By no means determinative, but nonetheless informative, was the value ascribed the land and the building by the tax assessor of the City of Cambridge. In 2554-58 Creston Corp., the laws of the Commonwealth of Massachusetts prohibit variance in the tax rate between land and improvements. Thus, no advantage appears which would cause the City of Cambridge to allocate a proportionately higher or lower value to depreciable versus nondepreciable property.
The utilization of assessed value as at least a guide in valuation is not totally unique in the tax law. Insurance settlements are considered but not treated as conclusive when attempting to determine the amount of an actual loss.
Mr. Kinsella's appraisal of the property, which was done originally for the seller's estate, is also helpful. He actually viewed the property while it was still in use by petitioners. This does not negate the probative value of an assessment done later in point of time with respect to a certain date in the past.
No useful purpose would be served herein by going over each method of appraisal or item of evidence. Suffice it to say that we have found as an ultimate fact and so hold that a value of $50,000 for the land and $250,000 for the building was reasonable when made.
Steven A. Meiers (assessor valuation disregarded in favor of estimated building replacement costs)
During 1977, petitioners purchased for investment purposes two condominium properties known as the Via Serena property and the Calle Sonora property. Petitioners paid $63,000 for the Via Serena property, and $48,000 for the Calle Sonora property.
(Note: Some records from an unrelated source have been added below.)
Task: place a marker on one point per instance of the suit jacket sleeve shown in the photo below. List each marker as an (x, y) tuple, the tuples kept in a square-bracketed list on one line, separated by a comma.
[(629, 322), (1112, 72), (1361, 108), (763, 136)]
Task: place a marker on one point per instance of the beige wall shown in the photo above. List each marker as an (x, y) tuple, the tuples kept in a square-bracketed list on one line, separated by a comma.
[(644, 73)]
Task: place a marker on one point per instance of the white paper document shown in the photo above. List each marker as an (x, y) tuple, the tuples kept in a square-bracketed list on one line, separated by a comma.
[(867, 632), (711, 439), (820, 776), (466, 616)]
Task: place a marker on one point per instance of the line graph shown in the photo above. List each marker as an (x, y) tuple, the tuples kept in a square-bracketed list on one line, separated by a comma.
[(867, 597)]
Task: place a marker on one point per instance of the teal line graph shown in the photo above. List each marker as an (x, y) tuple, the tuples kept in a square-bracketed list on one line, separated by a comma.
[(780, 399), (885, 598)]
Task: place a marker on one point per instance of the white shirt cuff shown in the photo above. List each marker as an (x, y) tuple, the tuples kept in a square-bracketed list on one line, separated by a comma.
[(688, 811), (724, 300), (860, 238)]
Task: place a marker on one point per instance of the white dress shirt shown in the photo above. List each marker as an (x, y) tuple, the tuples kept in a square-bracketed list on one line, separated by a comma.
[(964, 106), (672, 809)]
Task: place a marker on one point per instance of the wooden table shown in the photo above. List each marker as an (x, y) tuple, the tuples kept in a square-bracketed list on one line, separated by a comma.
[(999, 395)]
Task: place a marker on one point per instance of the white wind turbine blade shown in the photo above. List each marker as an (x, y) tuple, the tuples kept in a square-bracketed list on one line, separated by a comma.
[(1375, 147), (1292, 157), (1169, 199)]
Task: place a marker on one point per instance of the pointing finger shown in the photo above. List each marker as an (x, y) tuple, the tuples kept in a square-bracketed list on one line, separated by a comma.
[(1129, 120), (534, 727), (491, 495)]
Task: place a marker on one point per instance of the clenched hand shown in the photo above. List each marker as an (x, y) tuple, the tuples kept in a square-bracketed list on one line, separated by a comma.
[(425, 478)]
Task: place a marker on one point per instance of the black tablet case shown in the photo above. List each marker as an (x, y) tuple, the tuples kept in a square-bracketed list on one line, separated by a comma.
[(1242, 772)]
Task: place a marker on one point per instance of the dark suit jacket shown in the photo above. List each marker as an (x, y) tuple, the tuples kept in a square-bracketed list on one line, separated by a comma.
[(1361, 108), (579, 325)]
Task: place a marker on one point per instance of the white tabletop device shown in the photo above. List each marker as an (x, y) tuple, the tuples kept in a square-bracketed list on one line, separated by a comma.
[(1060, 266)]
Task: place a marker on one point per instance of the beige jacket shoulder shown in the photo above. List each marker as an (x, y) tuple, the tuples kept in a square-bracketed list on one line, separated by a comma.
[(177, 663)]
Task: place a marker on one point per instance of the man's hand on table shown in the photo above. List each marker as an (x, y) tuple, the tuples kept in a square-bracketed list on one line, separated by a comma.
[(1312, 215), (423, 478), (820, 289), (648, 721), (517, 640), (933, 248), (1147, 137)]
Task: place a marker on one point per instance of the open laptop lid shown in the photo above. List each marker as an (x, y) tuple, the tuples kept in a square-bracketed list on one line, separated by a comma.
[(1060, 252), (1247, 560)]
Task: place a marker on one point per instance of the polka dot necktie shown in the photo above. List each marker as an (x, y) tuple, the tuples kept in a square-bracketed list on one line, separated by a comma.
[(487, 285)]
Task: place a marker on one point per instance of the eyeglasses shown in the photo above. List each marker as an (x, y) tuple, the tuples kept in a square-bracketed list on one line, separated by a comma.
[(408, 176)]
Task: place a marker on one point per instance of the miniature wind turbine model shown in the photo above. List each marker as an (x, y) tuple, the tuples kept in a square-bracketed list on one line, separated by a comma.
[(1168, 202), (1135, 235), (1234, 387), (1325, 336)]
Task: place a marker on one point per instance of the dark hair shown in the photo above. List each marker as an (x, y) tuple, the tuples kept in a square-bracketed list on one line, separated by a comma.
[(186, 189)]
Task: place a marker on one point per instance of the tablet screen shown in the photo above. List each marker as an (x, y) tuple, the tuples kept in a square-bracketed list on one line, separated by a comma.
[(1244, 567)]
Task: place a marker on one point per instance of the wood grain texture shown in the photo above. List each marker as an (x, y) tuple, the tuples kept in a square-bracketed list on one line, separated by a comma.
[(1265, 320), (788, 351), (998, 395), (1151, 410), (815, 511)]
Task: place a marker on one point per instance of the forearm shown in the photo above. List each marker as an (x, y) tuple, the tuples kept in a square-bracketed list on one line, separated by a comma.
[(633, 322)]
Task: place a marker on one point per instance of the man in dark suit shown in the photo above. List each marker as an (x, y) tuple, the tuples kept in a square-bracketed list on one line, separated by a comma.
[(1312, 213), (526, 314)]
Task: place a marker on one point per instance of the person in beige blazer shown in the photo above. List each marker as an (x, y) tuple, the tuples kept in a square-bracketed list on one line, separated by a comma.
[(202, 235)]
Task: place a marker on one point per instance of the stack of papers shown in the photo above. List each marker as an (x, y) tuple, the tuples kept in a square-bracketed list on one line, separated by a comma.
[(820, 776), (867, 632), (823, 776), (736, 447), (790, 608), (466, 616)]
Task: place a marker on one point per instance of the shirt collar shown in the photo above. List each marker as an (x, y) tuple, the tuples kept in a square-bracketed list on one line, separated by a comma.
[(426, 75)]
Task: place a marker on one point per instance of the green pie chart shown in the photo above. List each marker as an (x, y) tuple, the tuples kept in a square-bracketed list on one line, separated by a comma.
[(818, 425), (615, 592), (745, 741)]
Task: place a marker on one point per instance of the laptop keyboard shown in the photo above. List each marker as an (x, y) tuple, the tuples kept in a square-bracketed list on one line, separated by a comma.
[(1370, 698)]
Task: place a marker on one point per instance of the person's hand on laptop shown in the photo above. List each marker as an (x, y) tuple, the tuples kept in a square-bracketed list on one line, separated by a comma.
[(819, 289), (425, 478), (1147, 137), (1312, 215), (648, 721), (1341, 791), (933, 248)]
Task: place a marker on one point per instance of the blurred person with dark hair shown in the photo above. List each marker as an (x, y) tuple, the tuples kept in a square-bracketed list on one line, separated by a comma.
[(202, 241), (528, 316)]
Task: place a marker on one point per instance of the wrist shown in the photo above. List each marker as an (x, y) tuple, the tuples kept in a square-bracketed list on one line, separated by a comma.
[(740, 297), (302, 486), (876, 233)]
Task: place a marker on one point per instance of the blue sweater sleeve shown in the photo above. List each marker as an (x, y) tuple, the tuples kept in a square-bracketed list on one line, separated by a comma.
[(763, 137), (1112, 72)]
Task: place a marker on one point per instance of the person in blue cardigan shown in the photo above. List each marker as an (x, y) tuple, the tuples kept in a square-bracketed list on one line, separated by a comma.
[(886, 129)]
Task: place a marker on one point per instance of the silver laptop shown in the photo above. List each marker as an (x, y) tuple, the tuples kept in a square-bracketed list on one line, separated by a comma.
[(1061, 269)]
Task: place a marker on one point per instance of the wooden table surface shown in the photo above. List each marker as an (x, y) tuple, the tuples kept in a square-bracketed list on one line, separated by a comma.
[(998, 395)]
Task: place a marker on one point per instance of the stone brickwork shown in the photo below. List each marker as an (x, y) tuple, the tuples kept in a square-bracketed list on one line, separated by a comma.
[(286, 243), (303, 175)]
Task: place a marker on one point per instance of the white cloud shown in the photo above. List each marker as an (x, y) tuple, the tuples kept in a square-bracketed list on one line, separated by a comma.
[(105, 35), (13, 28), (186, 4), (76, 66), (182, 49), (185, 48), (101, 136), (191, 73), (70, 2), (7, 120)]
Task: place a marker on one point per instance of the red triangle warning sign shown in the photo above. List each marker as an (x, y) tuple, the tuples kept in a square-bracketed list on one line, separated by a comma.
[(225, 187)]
On their 1977 return and for depreciation purposes, petitioners allocated 80 percent of the total cost of both the Via Serena and Calle Sonora properties to the buildings involved, and 20 percent to land. Respondent determined that the allocation of cost between buildings and land should be 55/45 for the Via Serena property, and 49/51 for the Calle Sonora property.
There is no dispute as to the law involved in this issue. The total purchase price should be allocated between the land and the buildings in the same ratio as the value of each component bears to the value of the property as a whole, as of the acquisition date in May 1977. The question is purely a factual one as to the appropriate and reasonable values of the land and buildings.
Respondent [IRS] based his allocation solely upon the local property tax assessor's relative valuation of the land and buildings. We believe that there is insufficient evidence to establish that the assessor's relative valuations should carry much, if any, probative value in this case. The evidence shows that the assessor's values for the entire properties are grossly disproportionate to the actual purchase price of the properties. There is no evidence in the record that the assessor's allocations of value between land and building comport with reality, any more than these total valuations. Accordingly, we decline to give the allocations of the assessor weight in reaching our conclusion.
Petitioners based their allocation upon the investigation of petitioner Steven Meiers regarding estimated building replacement costs as of 1977. We conclude that petitioner's valuation had a reasonable basis and was much closer to the mark than respondent's, and we hold for petitioners on this issue.